When they're caught a year later they've grown a millimetre a day and can weigh 2 to 3kg.
I forget the artificiality of it all as we speed off to Sulphur Point and I become absorbed in the task at hand: waiting to catch a fish.
For a novice, that's pretty much what it's all about, because once you know which way up to hold the rod, the guide does everything.
Sitting out there on the boat, there's plenty of time for theories about where the fish are today. They certainly don't seem to be at Sulphur Point.
We try trolling slowly along the edge of a precipice where the fish finder shows the profile of the lake bed suddenly plunging from 2m to 8 or 9m.
The fishing boats watch each other, circling and jostling politely for position. We take the lines out and remove tiny wisps of weed that detract from the attractiveness of the lure or fly.
Trass ties on different lures, alternative flies, and I watch the gently nodding tip of the rod intently for signs of a bite. Another couple of hours go by. We change location and even try weaving a zigzag course.
"The turns sometimes bring the fish on," says Trass, who is starting to look glum. "It doesn't usually take this long."
Tired of the drone and the smell of fuel from the outboard motors, I look longingly at Mokoia Island where we can land and have a soak in the hot pool.
According to the legend, Hinemoa hid there to warm herself after swimming from the mainland to be with the warrior Tutanekai.
I daydream drowsily about her, measure with my eye how far she swam ...
Suddenly there's a commotion. One of the reels set in a holder is letting out line very fast. The rod is snatched from the holder and thrust into my hands. It's my fish!
I'm wide awake now and listening to instructions: "Don't tug, their mouths are soft and you could lose the fish. When it wants to swim off let the line out, when it's tired reel it in. Be firm."
The fish thrashed and jumped and my guide, ever encouraging, said it was a beauty.
As it came in on the line he warned me it would take fright when it saw the boat and take off again, but no, it came meekly, and Trass scooped it up with the net.
It was quickly dispatched, weighed and measured.
Mindful of his client's sense of satisfaction, Trass set me up for the photo.
"Hold it out towards the camera, that way it looks bigger," he said.
Like the whole experience of fishing with a guide, it's all a little contrived. But I ate the fish and it tasted delicious.

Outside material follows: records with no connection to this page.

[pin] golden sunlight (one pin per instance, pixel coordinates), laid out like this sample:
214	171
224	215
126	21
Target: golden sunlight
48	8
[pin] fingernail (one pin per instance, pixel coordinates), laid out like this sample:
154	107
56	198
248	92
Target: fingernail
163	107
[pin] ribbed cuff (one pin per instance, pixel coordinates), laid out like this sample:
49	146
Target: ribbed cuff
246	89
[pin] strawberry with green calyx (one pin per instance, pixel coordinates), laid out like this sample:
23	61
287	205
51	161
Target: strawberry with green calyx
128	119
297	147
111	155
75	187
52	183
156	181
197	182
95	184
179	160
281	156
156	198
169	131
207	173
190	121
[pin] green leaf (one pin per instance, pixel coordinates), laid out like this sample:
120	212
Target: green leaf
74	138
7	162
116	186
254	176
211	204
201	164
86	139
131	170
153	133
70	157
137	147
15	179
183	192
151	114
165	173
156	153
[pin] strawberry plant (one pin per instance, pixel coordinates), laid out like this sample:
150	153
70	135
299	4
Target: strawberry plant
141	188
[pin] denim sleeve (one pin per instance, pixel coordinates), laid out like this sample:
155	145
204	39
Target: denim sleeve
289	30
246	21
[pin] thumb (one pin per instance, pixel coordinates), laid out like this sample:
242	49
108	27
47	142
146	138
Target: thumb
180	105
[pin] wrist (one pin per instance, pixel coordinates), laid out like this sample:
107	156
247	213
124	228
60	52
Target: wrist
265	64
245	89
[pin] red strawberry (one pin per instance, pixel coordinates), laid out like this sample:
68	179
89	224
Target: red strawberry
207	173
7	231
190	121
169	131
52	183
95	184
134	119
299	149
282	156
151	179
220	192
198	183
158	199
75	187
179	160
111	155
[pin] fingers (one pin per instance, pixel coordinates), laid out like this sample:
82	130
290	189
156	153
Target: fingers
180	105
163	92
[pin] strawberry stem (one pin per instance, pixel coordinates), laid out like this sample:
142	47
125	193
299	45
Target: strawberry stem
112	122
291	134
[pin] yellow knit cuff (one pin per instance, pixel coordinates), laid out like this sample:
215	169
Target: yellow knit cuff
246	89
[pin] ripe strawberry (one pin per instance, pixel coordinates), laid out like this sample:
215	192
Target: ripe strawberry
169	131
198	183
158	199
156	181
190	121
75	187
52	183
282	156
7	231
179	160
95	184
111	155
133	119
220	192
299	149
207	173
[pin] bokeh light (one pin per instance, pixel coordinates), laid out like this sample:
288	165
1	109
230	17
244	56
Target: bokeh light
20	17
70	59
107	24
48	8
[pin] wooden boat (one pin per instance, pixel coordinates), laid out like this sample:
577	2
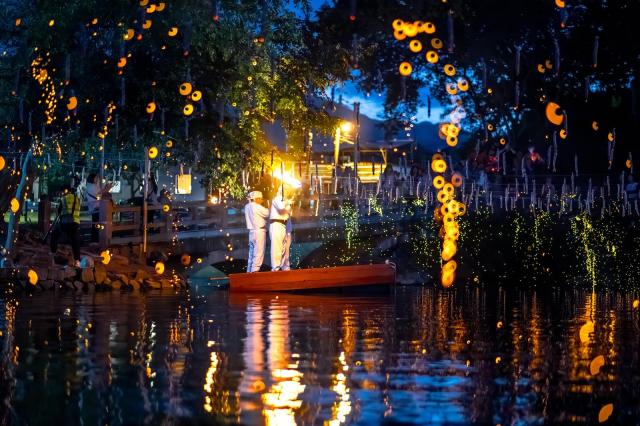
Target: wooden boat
315	279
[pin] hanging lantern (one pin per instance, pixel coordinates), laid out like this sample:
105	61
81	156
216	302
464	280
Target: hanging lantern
438	182
14	205
405	69
399	35
397	24
411	30
429	27
432	57
183	183
72	103
554	113
449	70
415	46
185	89
32	277
153	152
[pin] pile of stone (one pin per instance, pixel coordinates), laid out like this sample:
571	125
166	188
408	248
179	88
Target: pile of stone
122	271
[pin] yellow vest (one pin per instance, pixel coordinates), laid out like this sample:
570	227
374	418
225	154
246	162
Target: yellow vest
69	208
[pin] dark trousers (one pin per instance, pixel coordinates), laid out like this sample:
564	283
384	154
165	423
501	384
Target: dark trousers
72	233
95	232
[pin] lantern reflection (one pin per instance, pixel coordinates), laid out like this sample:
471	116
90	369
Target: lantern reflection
281	399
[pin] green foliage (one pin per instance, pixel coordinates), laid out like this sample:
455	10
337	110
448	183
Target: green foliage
253	65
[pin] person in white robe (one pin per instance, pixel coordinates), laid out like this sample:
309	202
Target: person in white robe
256	217
280	229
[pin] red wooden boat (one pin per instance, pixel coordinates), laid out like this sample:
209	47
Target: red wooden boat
313	279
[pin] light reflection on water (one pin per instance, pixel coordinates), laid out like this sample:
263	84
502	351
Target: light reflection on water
419	356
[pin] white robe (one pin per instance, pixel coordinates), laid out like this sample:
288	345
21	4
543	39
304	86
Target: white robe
280	234
256	219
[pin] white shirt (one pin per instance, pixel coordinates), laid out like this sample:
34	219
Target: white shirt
256	216
277	206
93	196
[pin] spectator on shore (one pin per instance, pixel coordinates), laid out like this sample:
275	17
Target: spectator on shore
94	192
68	223
631	188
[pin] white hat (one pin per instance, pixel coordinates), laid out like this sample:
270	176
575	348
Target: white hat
255	194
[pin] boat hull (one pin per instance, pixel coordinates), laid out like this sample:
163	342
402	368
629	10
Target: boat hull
340	277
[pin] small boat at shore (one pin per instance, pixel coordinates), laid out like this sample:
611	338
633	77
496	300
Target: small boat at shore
340	277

Flyfishing - that must surely be the real thing.
Rainbow Springs
Lakeland Queen Cruises
Casenotes
* Thirteen lakes within 30 minutes' drive of Rotorua are actively managed by Fish & Game to provide a full range of fishing experiences to as many anglers as possible.
* About 40,000 fishing licences are issued in Rotorua each year. They cost $98 for a family licence, $75 for an adult whole season, and there are one-week as well as junior and young adult licences available at lower rates. If you go fishing with a guide they can provide you with a one-day licence.

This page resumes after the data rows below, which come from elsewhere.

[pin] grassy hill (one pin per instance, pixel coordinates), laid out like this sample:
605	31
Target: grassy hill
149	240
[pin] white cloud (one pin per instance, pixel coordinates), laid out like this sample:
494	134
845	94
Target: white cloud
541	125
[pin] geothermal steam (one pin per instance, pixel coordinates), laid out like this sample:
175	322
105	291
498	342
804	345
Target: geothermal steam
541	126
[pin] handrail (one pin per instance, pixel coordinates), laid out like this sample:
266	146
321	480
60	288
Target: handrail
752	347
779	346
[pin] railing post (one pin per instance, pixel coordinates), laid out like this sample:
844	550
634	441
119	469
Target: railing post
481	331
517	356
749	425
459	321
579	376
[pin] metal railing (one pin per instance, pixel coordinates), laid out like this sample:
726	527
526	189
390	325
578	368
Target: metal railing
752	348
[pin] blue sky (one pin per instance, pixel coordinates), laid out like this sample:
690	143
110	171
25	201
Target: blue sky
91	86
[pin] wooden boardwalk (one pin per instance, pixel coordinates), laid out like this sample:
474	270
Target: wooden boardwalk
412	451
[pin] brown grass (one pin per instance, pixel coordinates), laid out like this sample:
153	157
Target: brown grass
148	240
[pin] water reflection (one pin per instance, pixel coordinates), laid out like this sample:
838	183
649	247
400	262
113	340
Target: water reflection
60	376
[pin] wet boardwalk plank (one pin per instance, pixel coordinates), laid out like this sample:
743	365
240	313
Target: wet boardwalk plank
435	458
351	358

* Licences allow fishing throughout New Zealand apart from Lake Taupo and they're available 24 hours on 0800 LICENCE (542 362).
* Rotorua is a one-hour drive from Taupo, Hamilton and Tauranga, three hours from Auckland, and five hours from Wellington.

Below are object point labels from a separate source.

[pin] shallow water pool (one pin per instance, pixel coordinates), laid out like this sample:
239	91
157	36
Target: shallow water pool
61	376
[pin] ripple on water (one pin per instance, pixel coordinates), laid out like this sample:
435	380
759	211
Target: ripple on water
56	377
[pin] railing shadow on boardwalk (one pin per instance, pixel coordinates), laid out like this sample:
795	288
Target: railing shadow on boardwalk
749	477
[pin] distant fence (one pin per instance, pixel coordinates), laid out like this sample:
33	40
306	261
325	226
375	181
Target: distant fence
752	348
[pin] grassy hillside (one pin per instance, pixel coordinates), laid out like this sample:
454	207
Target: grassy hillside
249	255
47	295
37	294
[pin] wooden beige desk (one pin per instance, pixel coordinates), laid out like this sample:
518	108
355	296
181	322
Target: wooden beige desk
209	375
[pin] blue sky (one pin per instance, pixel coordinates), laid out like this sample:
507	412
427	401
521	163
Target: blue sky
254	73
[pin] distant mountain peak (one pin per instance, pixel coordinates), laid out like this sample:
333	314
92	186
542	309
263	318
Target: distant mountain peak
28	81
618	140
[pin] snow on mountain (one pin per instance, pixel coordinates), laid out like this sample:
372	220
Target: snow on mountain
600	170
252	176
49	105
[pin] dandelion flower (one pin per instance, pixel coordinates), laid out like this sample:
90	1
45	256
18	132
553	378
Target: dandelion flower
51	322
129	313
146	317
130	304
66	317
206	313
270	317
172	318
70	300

* For a list of the fishing guides available in Rotorua, ph: Tourism Rotorua Travel office (07) 3485179.
* Rotorua Anglers Association: Club Secretary, PO Box 1083, Rotorua.
* The Ngongotaha Hatchery produces between 100,000 and 120,000 trout a year. Of these about 70,000 are released into the Rotorua Lakes. The hatchery is open 9 am to 4 pm and is in Paradise Valley Rd.